The notion of task (or item) equivalence or parallel test forms might be useful in
settings where students take just one form exactly once. When students (and their
teachers) are re-exposed to a task designed to assess problem solving, the task is
likely to fail as a measure of problem solving simply by virtue of the fact of prior
exposure. Repeated exposure changes a novel task into an exercise. Once the task
becomes know in the educational community, it will be practised in class (which may
well have a positive educational impact in that it might develop some aspects of
problem solving behaviour) and so looses its ability to assess the fluid deployment of
problem solving skills when used as part of a test. Paradoxically, the more
interesting and memorable the item, the less suited it will be for repeated use in
assessment (and the more useful it will be when used as a curriculum item). It
follows that repeated use of the same test, and the use of parallel forms of a test, is
likely to change the construct validity of a test. Therefore, if one wishes to create
tests whose construct validity matches some general educational goals (such as
assessing mathematical attainment), then tests need to be constructed from items
sampled across the domain in a principled way; each year, new tests must be
designed. if this can be done, then users can only prepare for the test by deepening
their knowledge across the whole domain, not just a selective part of it.
Ridgway: Fat Anchor
5
Using new tasks each year has some benefits in terms of educational validity,
because each year, tests can be exposed to public scrutiny. This openness to the
educational community means that teachers and students can understand better the
demands of the system, and can respond to relative success or failure in adaptive
ways, notably by working in class in ways like to improve performance on the range
of tasks presented. The converse approach of having 'secure' tests encourages a
conception of 'ability' which is not grounded in classroom activities, and suggests no
obvious course of action in the face of poor performance.
The use of new tests each year helps solve the problem of justifying the construct
validity of tests used to sample a broad domain, but poses two major problems: first
that the construct validity needs to be reassessed each year; and second that it
becomes difficult to make judgements about the relative difficulties of tests given in
successive years, and therefore to judge the effectiveness of the educational system
in terms of improving student performance year by year.
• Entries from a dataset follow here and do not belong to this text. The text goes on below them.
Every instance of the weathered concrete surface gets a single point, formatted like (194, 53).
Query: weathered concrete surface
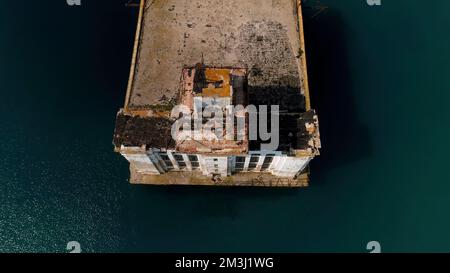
(261, 35)
(194, 178)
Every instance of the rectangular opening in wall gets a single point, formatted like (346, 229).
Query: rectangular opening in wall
(267, 162)
(253, 162)
(194, 162)
(167, 162)
(180, 161)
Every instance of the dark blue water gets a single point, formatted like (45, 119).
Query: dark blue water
(379, 80)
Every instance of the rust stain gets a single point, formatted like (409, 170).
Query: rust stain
(218, 83)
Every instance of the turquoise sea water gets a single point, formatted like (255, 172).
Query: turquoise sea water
(379, 80)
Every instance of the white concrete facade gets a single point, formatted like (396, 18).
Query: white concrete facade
(156, 162)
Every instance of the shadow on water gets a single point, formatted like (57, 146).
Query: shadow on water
(344, 138)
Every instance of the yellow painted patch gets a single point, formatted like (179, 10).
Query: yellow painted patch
(216, 75)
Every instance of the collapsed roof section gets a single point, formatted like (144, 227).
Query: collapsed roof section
(255, 46)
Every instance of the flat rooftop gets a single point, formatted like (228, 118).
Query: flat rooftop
(259, 35)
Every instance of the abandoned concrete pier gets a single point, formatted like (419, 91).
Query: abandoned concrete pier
(202, 53)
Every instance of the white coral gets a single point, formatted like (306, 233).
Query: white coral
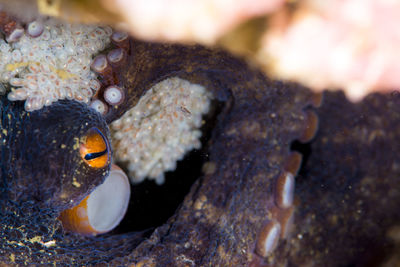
(161, 128)
(53, 66)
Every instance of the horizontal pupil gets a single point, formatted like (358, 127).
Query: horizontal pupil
(91, 156)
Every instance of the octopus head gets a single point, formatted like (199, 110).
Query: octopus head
(63, 154)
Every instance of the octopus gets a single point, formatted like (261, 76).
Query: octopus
(288, 177)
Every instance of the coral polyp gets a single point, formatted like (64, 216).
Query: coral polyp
(51, 61)
(161, 128)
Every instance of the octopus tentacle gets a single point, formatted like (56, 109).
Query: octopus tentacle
(347, 205)
(226, 212)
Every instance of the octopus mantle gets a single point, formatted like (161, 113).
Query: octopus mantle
(240, 211)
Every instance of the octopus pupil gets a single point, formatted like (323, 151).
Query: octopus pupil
(91, 156)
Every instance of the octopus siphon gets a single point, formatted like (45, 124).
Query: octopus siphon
(291, 178)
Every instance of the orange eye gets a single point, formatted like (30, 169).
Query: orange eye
(94, 149)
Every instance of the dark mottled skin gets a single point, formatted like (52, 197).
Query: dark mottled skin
(220, 219)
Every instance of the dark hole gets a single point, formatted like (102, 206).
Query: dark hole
(152, 205)
(305, 150)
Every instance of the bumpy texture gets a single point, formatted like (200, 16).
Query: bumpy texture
(227, 217)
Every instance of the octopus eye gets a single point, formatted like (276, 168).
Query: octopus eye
(94, 149)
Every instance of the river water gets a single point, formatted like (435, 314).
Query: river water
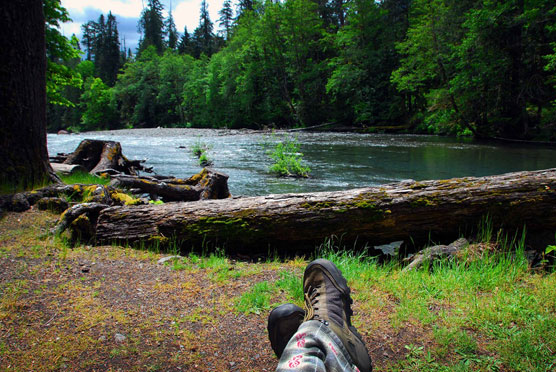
(337, 160)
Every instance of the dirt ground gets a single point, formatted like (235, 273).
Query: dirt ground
(112, 308)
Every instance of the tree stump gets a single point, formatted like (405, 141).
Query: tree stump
(410, 211)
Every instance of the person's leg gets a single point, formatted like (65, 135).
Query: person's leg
(325, 339)
(283, 322)
(314, 347)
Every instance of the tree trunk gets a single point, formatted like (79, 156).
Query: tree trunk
(23, 150)
(409, 211)
(98, 157)
(208, 184)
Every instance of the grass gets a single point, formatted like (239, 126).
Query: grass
(288, 159)
(485, 311)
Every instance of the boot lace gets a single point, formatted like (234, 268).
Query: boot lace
(311, 299)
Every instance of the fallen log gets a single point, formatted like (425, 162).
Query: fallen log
(208, 184)
(67, 169)
(409, 211)
(98, 156)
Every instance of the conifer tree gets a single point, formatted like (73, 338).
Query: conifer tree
(203, 35)
(151, 26)
(226, 18)
(171, 31)
(184, 46)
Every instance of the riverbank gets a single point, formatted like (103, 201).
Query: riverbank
(111, 307)
(338, 161)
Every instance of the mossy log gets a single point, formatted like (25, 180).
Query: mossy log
(409, 211)
(208, 184)
(99, 157)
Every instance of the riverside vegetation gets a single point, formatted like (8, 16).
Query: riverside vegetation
(470, 68)
(112, 307)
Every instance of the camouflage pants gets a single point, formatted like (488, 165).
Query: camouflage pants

It follows that the calibration of tests must be taken seriously.
5.
ANCHORING
Anchoring is a process designed to allow a comparison of scores from different
tests to each other. There are two dominant approaches to anchoring: one relies on
expert judgement (Angoff procedure; Jaeger’s Method); the other on statistical
moderation (e.g. Rasch scaling). More sophisticated approaches use a combination
of the two (e.g. Bookmarking; Ebel’s Method). Here, we focus mainly on the ways
that statistical moderation might help the awarding process.
The notion of an anchor test (or sometimes even a single task) is straightforward.
If one wishes to calibrate two different tests given on different occasions, or to
different groups of students on the same occasion, one might use an 'anchor' test
which is taken by all students. The relative difficulties of the two tests can be
compared by judging their difficulty relative to the anchor. Anchors can take a variety
of forms: a single item might be included in both tests; a small anchor test might be
administered alongside both the target tests, or a test of some general cognitive
ability might be given on both occasions.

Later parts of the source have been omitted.